The municipality of Maravatio, Michoacán is located between parallels 19°46’ and 19°58’ north latitude; the meridians 100°12’ and 100°38’ west longitude; altitude between 2,000 and 3,500 m. It borders to the north with the state of Guanajuato and the Municipalities of Epitacio Huerta and Contepec; to the east with the municipalities of Contepec, Tlalpujahua and Senguio; to the south with the municipalities of Senguio, Irimbo and Hidalgo; to the west with the municipalities of Hidalgo and Zinapecuaro and the state of Guanajuato. Its surface is 696.67 km2 and represents 1.17 percent of the state’s total.

Natural resources are basic for the delimitation of agro-environments, the characteristics of the topography are: mountains, hills, plateaus and valleys, with the presence of bodies of water and urban areas. Geology of extrusive igneous rock such as basalt, andesite, rhyolite and volcanic breccias. The climate is semi-warm, temperate, and semi-cold. In the semi-warm subtype there is the type: humid, subtype ((A)C(w0)(w)), in the temperate subtype there is the sub-humid type, subtypes (C(w2)(w) and C(w1)(w). )), in the semi-cold subtype is the humid type, subtype (C(E)(m)(w)). In soil predominates: Vertisol, Andosol, Phaeozem, Leptosol, Planosol, Luvisol, secondarily there is Durisol, Gleysol, Fluvisol and Regosol. In the use of soil and vegetation, Agriculture, Grassland, Forest, and Urban Area are the main ones. The timber forest area is occupied by pine and oak; the non-timber forest consists of bushes of different species. In the municipality, forests predominate, such as mixed forests with pine, oak, aile, poplar, ash, willow and juniper, and the coniferous forest, with fir, juniper and pine.

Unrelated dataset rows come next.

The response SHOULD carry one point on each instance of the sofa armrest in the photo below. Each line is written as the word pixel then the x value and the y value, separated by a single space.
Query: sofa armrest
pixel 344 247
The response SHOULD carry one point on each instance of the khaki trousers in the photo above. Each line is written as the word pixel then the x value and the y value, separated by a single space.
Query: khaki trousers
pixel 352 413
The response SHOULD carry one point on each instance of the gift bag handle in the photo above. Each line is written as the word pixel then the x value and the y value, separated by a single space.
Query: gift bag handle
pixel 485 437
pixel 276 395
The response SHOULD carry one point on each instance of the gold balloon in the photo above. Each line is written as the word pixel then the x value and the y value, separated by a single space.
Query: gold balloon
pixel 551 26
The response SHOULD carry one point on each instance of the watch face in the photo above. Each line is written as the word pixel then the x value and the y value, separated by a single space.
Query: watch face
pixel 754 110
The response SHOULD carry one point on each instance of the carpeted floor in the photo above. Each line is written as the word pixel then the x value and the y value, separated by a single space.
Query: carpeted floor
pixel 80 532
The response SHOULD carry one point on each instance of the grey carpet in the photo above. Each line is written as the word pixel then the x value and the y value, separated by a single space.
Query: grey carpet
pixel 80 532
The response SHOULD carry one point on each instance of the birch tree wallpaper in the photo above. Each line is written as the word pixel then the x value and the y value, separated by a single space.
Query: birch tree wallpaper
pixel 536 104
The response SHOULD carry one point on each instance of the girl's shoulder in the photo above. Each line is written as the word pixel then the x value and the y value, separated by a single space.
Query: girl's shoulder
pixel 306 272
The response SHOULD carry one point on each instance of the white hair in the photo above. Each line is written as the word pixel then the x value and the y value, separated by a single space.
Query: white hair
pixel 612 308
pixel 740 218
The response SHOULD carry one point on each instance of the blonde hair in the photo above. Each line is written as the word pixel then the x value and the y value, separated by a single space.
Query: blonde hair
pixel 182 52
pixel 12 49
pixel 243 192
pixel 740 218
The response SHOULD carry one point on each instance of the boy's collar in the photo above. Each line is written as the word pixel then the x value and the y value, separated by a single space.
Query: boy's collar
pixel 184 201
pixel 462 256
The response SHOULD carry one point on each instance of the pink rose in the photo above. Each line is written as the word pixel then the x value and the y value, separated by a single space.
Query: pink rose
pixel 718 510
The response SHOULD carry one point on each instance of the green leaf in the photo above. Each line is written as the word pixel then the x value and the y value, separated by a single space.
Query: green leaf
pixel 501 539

9 agro-environments were delimited: Lomerio de tuffs with plateaus (LT1 and LT2). Tent Slope Valley (VLT1 and VLT2). Volcanic mountain range with stratum volcanoes or isolated stratum volcanoes with plateaus (SVE1). Complex saw (SC1). Volcanic mountain range with steep slopes (SVL1) and basaltic plateau with ravines (MB1 and MB2).

The growing periods, PC, vary from 136 to 164 days and in most climatological stations, frost-free periods are recorded, PLH, fluctuates from 198 to 249 days, only station 00016071 Los Azufres reports 108 days of PLH. Therefore, short cycle crops such as early corn varieties, three and a half months, and intermediate cycles of 5 and a half months, can be produced with the humidity provided by seasonal rains. In addition to planting corn, beans, chickpeas, and broad beans can be produced in the rain. The Los Azufres station is limited by frost; However, in the area of influence of this climatological station there is pine and oak vegetation, in an abrupt relief, typical of the mountains.

Conclusions

The relationship of relief, soil, and climate are important to estimate growth periods and their use by farmers, technicians, agricultural geographers, and agronomists. To estimate risks in agricultural production, since soil characteristics such as slope, depth and texture are essential to store and retain moisture for crops and natural and induced vegetation.

By having calculated the days that a growing period lasts, it can be recommended which crop variety of corn, beans, sorghum, or other grass crops, legumes and even short-cycle vegetables can be planted in good humidity conditions.

The favorable agroenvironments for agricultural production are Lomerio of tuffs with plateaus. Valley of Tended Hills, those not favorable for agricultural and livestock production, as happens in the Sierra territories, and hills with a slope of more than 15%, should not be used for said activity. And priority must be given to the conservation of forest and deciduous forest vegetation.

It can be concluded that approximately 70% of the territory of Maravatio Michoacan has favorable conditions to produce crops with agricultural cycles that fluctuate between 130 to 150 days. The rest should be used as spaces for the conservation of natural resources and for recreational activities, but in a controlled manner.